Nash smiled with confidence he did not feel. “It goes ahead, of course. Only it will be a wedding ball.”

“Then you’d better get her a dress. A whole wardrobe, in fact. The dress she’s wearing now I wouldn’t give a housemaid to dust with.”

“I have that in hand.”

She gave him a skeptical glance. “What arrangements have you made? The season starts in a few weeks and every dressmaker of note will be working around the clock as it is. It will hardly add to her consequence if she’s dressed by some provincial dressmaker.”

“I have obtained the services of the finest mantua maker in London.”

“The finest mantua maker in London is a Frenchwoman and very exclusive—my own mantua maker, Giselle.”

Nash bowed. “Precisely.”

Aunt Maude gaped. “You’ve got Giselle to agree to leave London on the eve of the season? I don’t believe it!”

“Not quite. Giselle has Miss Woodford’s measurements and coloring and is making up several dresses, including a wedding dress. Any day now I expect her assistant to arrive for final fittings before the wedding and to finish off the garments. Then she will return to London, and when we arrive, Giselle will be ready with the rest.”

His aunt regarded him with something akin to awe. “How on earth did you manage that? Giselle is notoriously difficult.”

Nash merely smiled and said, “I have my ways, Aunt.” His ways including a hefty wad of cash and a lot of fast talking from one of his most skilled and charming colleagues in the diplomatic service.
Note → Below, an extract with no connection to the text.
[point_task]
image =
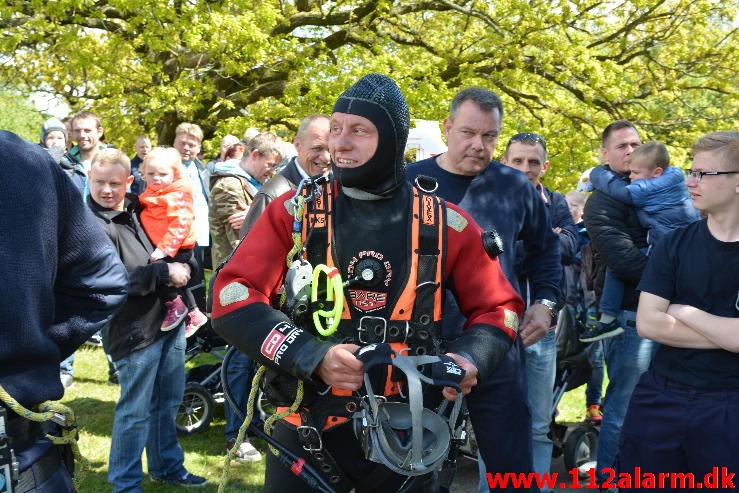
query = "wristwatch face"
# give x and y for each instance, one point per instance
(548, 303)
He now owed a lot of favors, but it was worth it, if only for the look on his aunt’s face.

She stared at him a long time, then shook her head. “It will be a criminal waste if you molder on Jasper’s estate instead of putting those skills to use in the service of your country, but if that’s what you want . . .” She waved a dismissive hand. “Now take yourself off and tell Nell I’ll be down for a cup of tea in ten minutes.”

“Yes, Aunt.”

“And I’ll be polite to that young woman but I won’t promise to like her.” She held out her hand in clear dismissal.

Nash kissed it. “You will once you get to know her, I’m sure. Thank you for all your help, dear Aunt Maude, and for arranging the ball. I know you are troubled about this wedding, but I assure you it will all work out.”